Drs2 and Cdc50 are required for bi-directional transport between the TGN and the early endosome in pathways mediated by AP-1/clathrin and an F-box protein called Rcy1 (Fig. 3) [5, 20, 89]. The phenotypes associated with loss of Drs2 or AP-1 function within cells are very similar. For example, chitin synthase III (Chs3) is thought to cycle between the TGN and early endosome and is exported to the plasma membrane at certain times in the cell cycle [90]. Mutation of exomer subunit genes, such as CHS6, prevents transport of Chs3 to the plasma membrane. But, when chs6Δ is combined with either drs2Δ or AP-1 subunit mutations, Golgi-endosomal trafficking is disrupted and Chs3 redirects to the plasma membrane and late endosome or vacuole [89, 90]. These results suggest that Drs2, AP-1 and clathrin mediate both anterograde and retrograde transport of this cargo between the TGN and early endosome [89].

Drs2 also appears to cycle between the TGN and early endosomes (Fig 3). Occasionally, some Drs2 molecules find their way to the plasma membrane, but multiple endocytosis signals ensure a quick return to the early endosome and TGN system [91]. When AP-1 is disrupted, wholesale re-routing of Drs2 to the plasma membrane is observed and Drs2 can be held at this location with an endocytosis block.
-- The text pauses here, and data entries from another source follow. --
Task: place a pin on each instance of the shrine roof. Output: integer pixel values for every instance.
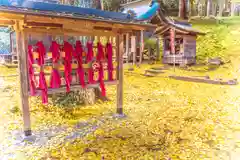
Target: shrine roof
(65, 11)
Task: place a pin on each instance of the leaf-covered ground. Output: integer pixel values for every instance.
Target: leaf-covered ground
(166, 118)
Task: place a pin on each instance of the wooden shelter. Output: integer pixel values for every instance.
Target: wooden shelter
(44, 22)
(179, 39)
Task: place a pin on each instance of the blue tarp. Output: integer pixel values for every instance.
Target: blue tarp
(41, 6)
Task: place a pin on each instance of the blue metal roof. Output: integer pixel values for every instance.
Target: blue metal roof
(41, 6)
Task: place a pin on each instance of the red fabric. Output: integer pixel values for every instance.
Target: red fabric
(41, 52)
(55, 49)
(110, 64)
(78, 55)
(43, 87)
(100, 58)
(68, 49)
(55, 80)
(31, 71)
(90, 59)
(42, 81)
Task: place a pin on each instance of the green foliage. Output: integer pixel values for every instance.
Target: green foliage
(212, 44)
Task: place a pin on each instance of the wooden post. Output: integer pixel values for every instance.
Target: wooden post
(127, 46)
(209, 7)
(133, 48)
(141, 47)
(120, 74)
(221, 5)
(23, 74)
(149, 53)
(157, 49)
(232, 8)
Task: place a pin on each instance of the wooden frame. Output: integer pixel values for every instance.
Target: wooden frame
(27, 23)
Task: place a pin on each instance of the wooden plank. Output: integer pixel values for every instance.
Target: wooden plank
(23, 74)
(75, 88)
(120, 74)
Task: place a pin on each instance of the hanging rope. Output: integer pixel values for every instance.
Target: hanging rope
(110, 63)
(42, 81)
(100, 58)
(68, 49)
(55, 80)
(31, 71)
(78, 55)
(90, 59)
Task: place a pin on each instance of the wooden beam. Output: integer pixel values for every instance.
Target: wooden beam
(6, 22)
(46, 25)
(11, 16)
(120, 74)
(85, 22)
(23, 74)
(70, 32)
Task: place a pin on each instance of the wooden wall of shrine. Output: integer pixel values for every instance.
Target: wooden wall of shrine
(185, 50)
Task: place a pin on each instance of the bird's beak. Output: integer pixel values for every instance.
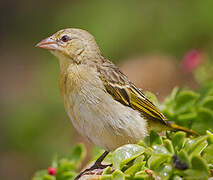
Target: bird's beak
(48, 43)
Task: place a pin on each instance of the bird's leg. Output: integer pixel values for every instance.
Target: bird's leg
(97, 165)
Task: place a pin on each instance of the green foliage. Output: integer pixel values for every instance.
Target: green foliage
(172, 156)
(191, 109)
(172, 159)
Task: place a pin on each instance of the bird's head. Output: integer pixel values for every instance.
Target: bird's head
(73, 45)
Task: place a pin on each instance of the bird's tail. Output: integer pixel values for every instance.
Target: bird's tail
(180, 128)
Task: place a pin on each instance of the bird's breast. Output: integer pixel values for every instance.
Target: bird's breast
(95, 114)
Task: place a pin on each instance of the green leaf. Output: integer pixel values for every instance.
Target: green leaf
(134, 168)
(107, 170)
(183, 156)
(107, 177)
(178, 140)
(118, 175)
(185, 99)
(156, 160)
(155, 138)
(199, 169)
(125, 154)
(207, 102)
(165, 171)
(160, 149)
(168, 145)
(176, 177)
(39, 175)
(48, 177)
(210, 137)
(208, 154)
(196, 146)
(77, 153)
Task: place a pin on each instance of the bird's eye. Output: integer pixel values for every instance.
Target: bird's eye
(65, 38)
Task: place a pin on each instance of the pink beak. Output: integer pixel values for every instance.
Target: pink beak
(48, 43)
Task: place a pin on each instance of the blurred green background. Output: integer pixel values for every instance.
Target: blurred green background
(33, 124)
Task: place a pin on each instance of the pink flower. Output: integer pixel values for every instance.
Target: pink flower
(191, 60)
(51, 171)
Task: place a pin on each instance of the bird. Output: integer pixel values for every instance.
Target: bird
(103, 104)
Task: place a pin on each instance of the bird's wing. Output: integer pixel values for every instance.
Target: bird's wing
(122, 90)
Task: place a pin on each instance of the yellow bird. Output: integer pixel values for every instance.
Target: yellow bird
(103, 105)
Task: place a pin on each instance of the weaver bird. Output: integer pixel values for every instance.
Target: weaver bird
(103, 105)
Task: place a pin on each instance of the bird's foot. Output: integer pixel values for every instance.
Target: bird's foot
(97, 166)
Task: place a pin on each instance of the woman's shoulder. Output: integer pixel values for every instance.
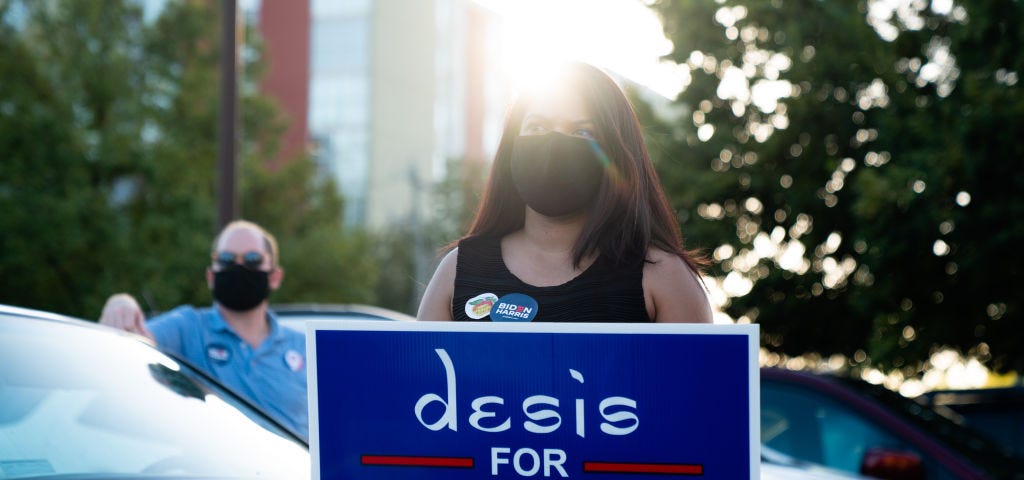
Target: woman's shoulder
(674, 289)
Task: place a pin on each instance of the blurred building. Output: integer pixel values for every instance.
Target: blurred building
(395, 90)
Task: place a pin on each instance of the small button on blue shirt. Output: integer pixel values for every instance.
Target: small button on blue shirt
(272, 376)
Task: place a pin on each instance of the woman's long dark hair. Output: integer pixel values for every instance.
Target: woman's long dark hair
(631, 213)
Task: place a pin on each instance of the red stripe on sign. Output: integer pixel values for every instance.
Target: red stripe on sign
(400, 461)
(665, 469)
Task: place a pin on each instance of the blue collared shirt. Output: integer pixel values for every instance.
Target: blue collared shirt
(272, 376)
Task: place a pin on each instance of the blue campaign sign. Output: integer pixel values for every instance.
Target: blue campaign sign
(475, 400)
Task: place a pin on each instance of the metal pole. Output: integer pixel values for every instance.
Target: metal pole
(226, 165)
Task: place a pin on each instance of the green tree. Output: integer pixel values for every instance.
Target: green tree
(852, 168)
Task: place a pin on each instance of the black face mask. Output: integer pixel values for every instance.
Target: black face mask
(241, 289)
(556, 174)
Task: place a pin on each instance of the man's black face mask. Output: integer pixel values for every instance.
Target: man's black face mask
(241, 289)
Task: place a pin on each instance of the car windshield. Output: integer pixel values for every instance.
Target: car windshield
(978, 448)
(78, 399)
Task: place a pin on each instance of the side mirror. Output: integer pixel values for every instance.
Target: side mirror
(892, 465)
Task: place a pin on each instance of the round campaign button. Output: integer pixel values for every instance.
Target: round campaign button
(479, 306)
(514, 307)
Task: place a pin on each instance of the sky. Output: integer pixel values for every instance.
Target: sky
(623, 36)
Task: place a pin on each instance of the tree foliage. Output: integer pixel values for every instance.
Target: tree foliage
(854, 169)
(109, 137)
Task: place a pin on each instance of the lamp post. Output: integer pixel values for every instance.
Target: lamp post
(227, 149)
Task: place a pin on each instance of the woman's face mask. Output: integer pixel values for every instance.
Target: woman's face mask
(556, 174)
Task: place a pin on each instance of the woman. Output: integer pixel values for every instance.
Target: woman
(573, 225)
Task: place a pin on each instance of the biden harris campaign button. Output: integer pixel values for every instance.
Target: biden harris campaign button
(514, 307)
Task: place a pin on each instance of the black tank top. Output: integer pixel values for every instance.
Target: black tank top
(602, 293)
However, upon lifting the endocytosis block, Drs2 recycles through the endocytic pathway back to the TGN in the absence of AP-1 [89]. The role of AP-1, it seems, is to traffic Drs2 and Chs3 from the TGN to the early endosome, but unlike Chs3, Drs2 does not need AP-1 for the return trip. Because Drs2 is required to support Chs3 trafficking in AP-1 pathways, it seemed possible that the flippase activity may be required to support Drs2’s own transport by AP-1. In fact, inactivation of Drs2 activity (by shifting a GFP-tagged temperature sensitive form of Drs2 to the nonpermissive temperature) caused re-routing of Drs2 to the plasma membrane, comparably to what was observed by inactivation of AP-1 [89].

These observations support the idea that the formation of AP-1/clathrin-coated vesicles requires Drs2 flippase activity. Remarkably, however, the Arf-dependent recruitment of AP-1 and clathrin to the TGN is not perturbed in drs2Δ cells [89]. Moreover, the enlarged Golgi cisternae that accumulate in drs2Δ cells lack budding profiles or highly curved tubular elements [4, 85], even though the coat proteins are present on the membrane. Thus, a simple model that Drs2 facilitates coat recruitment to drive vesicle budding is incorrect. It seems more likely that Drs2 imparts curvature to the membrane by pumping phospholipid to the cytosolic leaflet, thereby producing a surface that the clathrin coat can more easily deform [92].

Drs2 and Cdc50 are also critical for directing cargo from the early endosome back to the TGN in the “Rcy1 pathway” [5, 20] (Fig 3). The F-box protein Rcy1 can form a Skp1-cullin-F-box (SCFRcy1) complex [93] and Rcy1 is required for the early endosome to TGN trafficking of Snc1, an exocytic SNARE protein that cycles between the early endosome, TGN and plasma membrane [94, 95]. The SCFRcy1 complex is an effector of the Rab proteins Ypt31 and Ypt32, and is proposed to ubiquitinate Snc1 to generate a signal for recycling out of the endosome [96]. Trafficking of Snc1 is unaffected by AP-1 disruption [89] and there is some indication that COPI might influence the Rcy1 pathway, although the vesicle coat acting in this pathway is unclear [97]. The sorting nexin complex Snx4/41/42 and the ArfGAP Gcs1 are also linked to this recycling pathway [81, 98]. The drs2Δ and cdc50Δ mutations disrupt retrograde trafficking of Snc1 from the early endosome to the TGN comparably to the rcy1Δ mutation. In addition, Cdc50 accumulates in the early endosomes of rcy1 mutants and so Drs2-Cdc50 also appears to travel the Rcy1 pathway back to the TGN [20]. In fact, growth defects associated with rcy1Δ can be suppressed by overexpression of Drs2/Cdc50 and Snc1, implying that these proteins are the critical cargos in the Rcy1 pathway [20]. While Rcy1 interacts with Drs2-Cdc50 [20], it is not known if Rcy1 ubiquitinates this flippase to facilitate retrieval or acts by another mechanism.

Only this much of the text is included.